Although public Revelation terminated with the New Testament, God, who stands in partnership with the world and man, maintained for himself freedom of action in human history, admittedly, under the aspect of the essential qualification of the New Testament which is his eschatological dimension. Namely, God must respect the fact that with Jesus Christ the final or eschatological times have begun, which are characterized with the event of salvation that began with him. In this span of time from Christ's resurrection to his second coming, God cannot broaden revelation in the sense of making some new covenant as was the case in the Old Testament. He can only still execute the final promised intervention at the end of time by which He will bring to fulfilment the already begun salvation of the world. But before that, in different ways, he certainly can inspirationally influence the realization of that salvation in the present moment of history. One of those ways is his communication in image and word. Whoever would deny this, would call God's freedom into question, as well as the character of Christianity as a revealed religion. Therefore, the essence of private apparitions and revelations after Christ must be such that it substantially corresponds with this eschatological salvific reality."

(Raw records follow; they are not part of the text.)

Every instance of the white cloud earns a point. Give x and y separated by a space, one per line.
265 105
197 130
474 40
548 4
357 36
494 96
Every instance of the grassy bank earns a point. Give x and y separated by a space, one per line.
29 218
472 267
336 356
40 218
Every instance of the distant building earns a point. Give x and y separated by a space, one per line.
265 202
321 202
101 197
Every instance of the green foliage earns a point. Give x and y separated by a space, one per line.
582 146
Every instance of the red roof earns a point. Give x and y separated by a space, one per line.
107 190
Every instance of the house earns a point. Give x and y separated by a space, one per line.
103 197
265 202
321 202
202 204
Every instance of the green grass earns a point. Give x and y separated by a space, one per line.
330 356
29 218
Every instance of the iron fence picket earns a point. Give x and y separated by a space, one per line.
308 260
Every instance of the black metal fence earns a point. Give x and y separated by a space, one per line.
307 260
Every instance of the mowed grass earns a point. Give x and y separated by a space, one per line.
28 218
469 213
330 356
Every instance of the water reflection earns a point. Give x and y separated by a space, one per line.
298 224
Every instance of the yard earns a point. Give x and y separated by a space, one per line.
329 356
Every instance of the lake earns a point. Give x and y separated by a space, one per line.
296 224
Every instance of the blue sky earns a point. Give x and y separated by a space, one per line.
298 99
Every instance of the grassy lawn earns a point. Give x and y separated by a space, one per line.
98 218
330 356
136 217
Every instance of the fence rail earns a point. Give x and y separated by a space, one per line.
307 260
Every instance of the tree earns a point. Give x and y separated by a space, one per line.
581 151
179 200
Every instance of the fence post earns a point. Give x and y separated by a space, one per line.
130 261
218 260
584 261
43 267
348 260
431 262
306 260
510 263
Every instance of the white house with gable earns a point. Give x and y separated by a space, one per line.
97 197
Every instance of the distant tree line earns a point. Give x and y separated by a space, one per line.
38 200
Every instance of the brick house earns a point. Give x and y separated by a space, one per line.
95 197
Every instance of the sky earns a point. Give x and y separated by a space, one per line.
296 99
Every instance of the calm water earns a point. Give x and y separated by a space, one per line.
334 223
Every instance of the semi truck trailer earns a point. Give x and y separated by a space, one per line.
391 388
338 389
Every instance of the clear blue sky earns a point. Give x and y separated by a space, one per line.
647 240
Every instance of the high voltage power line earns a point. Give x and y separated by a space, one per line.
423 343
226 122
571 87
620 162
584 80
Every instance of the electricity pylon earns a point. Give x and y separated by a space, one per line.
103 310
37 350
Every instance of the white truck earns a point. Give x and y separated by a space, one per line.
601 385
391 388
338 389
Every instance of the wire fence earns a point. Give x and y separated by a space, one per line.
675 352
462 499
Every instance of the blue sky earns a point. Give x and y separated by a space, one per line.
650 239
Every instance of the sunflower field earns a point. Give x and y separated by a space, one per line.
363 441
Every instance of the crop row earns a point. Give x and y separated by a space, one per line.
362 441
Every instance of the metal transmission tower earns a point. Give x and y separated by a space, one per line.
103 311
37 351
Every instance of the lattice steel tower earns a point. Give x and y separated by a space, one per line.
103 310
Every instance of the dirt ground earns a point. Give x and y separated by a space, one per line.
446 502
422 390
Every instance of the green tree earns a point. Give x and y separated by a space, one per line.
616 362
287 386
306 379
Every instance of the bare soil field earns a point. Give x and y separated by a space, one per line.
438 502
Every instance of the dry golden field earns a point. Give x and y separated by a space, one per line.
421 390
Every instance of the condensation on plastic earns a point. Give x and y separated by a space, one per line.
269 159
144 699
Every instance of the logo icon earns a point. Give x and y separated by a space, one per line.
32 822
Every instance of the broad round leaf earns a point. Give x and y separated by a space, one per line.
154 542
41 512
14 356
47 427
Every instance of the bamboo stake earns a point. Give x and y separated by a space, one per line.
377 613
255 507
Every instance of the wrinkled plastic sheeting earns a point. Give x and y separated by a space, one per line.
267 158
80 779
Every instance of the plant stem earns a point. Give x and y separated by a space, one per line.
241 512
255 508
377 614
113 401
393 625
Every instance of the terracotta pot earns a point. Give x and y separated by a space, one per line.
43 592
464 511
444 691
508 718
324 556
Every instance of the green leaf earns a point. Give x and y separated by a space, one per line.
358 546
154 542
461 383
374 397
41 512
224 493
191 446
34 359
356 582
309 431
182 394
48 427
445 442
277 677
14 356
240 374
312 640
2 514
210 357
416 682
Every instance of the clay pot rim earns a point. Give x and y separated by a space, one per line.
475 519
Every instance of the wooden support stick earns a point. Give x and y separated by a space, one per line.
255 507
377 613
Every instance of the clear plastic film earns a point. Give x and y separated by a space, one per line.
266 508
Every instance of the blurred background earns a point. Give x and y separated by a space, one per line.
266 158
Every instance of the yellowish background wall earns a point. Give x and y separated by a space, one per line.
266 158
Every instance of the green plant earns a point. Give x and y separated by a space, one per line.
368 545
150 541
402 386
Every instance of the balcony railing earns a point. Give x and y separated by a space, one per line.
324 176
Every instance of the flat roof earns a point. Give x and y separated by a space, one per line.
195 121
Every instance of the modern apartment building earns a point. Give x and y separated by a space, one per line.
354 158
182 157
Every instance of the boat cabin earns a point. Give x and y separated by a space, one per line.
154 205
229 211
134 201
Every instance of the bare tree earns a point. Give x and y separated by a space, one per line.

The church has always related to these manifestations with caution, keeping in mind the New Testament warning about the discernment of spirits (1 Cor 12:10; 1 John 4:1; 1 Pet 5:8). It has already been said in the fore mentioned definition, that all manifestations in their intention are related to human salvation. This also implicitly contains the first criterion for their evaluation. Do they correspond to the regular courses of salvation or not? Do they give direction toward them or divert away from them? It is not difficult to establish whether such manifestations divert away from a healthy devotion to Jesus Christ, placing Mary at the centre of devotion in a way that competes with Christ. Furthermore, whether they lead believers to a sincere listening of the word of God and to a sacramental life. It is a known fact that, before the Council, both in Mariology and Marian devotion, one-sidedness and exaggeration was known exist. Along with this goes also a criterion in relation to the visionaries and their way of experiencing the visions. Namely, we must keep in mind that particular times are favourable to such manifestations, just as are times of world anxiety and crisis of faith. Therefore, the obligation of theology is to watch over these manifestations and to observe whether apparitions are "an empty echo in which man is listening only to himself or a response in which man is hearing God." In the same way, one should distinguish the intuitive recognition or the intellectual enlightenment that might occur during prayer or meditation, from actual visions. One should say that the caution mentioned is not the same thing as negligence toward these kind of manifestations, but, on the contrary, is the best service to them.